Low-Rank Adaptation (LoRA) for parameter-efficient fine-tuning, where small trainable adapter matrices are injected into frozen pretrained model layers to dramatically reduce the number of trainable parameters.

Description

Fine-tuning all parameters of a large language model is computationally expensive and requires storing a full copy of the model weights for each downstream task. LoRA (Low-Rank Adaptation), introduced by Hu et al. (2021), addresses this by freezing the pretrained model weights and injecting small, trainable low-rank decomposition matrices into selected layers. This reduces the number of trainable parameters by orders of magnitude while maintaining comparable performance to full fine-tuning.
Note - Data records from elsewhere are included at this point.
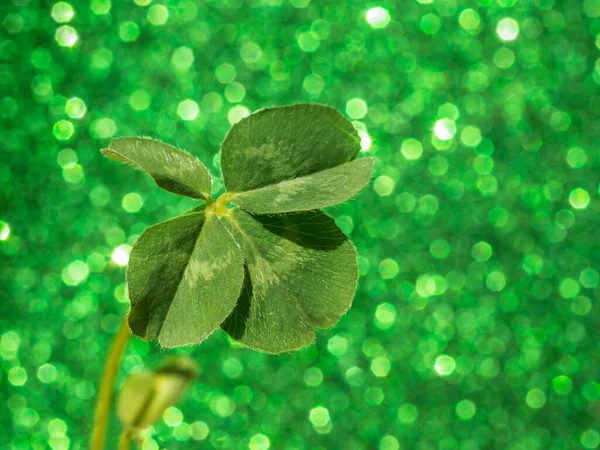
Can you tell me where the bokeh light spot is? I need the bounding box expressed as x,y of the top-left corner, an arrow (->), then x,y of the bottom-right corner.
366,6 -> 390,28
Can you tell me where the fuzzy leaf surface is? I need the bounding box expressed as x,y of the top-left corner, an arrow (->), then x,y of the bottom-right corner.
102,137 -> 211,200
221,104 -> 360,193
222,208 -> 358,353
230,158 -> 373,214
127,212 -> 244,347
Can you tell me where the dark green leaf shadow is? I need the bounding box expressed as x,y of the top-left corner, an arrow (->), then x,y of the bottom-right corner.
221,212 -> 347,340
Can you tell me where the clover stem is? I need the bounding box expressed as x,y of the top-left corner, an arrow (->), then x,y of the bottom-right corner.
119,431 -> 132,450
90,318 -> 130,450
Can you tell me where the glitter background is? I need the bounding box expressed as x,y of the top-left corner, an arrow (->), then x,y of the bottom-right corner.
0,0 -> 600,450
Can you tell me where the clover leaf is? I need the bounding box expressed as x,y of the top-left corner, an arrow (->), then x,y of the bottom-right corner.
103,104 -> 372,353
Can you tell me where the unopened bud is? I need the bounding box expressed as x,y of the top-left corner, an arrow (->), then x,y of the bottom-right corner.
117,357 -> 198,433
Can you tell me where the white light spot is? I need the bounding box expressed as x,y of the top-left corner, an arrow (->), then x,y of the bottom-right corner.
112,245 -> 131,267
434,355 -> 456,376
433,119 -> 456,141
367,6 -> 390,28
496,17 -> 519,41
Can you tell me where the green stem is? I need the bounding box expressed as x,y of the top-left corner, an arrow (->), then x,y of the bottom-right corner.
119,431 -> 132,450
90,319 -> 131,450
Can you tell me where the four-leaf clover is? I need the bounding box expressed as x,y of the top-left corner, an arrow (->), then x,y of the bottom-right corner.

The key insight is that the weight updates during fine-tuning have a low intrinsic rank. Instead of learning a full update matrix Delta W of shape (d x k), LoRA decomposes it into two smaller matrices:

  • A of shape (d x r) (the down-projection)
  • B of shape (r x k) (the up-projection)

where r << min(d, k) is the rank of the adaptation. During training, only A and B receive gradients; the original weight matrix W remains frozen.

In the TRL SFT workflow, LoRA configuration is managed through the ModelConfig dataclass, which exposes LoRA-specific fields (use_peft, lora_r, lora_alpha, lora_dropout, etc.). The get_peft_config() utility function translates these settings into a LoraConfig object from the PEFT library, which is then passed to the SFTTrainer.

Usage

Use LoRA configuration when:

  • Fine-tuning large models (7B+ parameters) on limited GPU memory.
  • Running QLoRA where the base model is quantized to 4-bit or 8-bit.
  • Training multiple task-specific adapters that can be swapped at inference time.
  • Needing faster training iteration since fewer parameters require gradient computation and optimizer state.

Theoretical Basis

LoRA Formulation: For a pretrained weight matrix W_0 in R^{d x k}, the modified forward pass is:

h = W_0 @ x + (alpha / r) * B @ A @ x

where:

  • A in R^{r x k} is initialized with a random Gaussian distribution
  • B in R^{d x r} is initialized to zero (so the adapter starts as identity)
  • alpha is a scaling hyperparameter that controls the magnitude of the adapter's contribution
  • r is the rank of the decomposition

Scaling: The ratio alpha / r acts as a learning rate multiplier for the adapter. When use_rslora=True, Rank-Stabilized LoRA uses alpha / sqrt(r) instead, which provides more stable training across different rank values.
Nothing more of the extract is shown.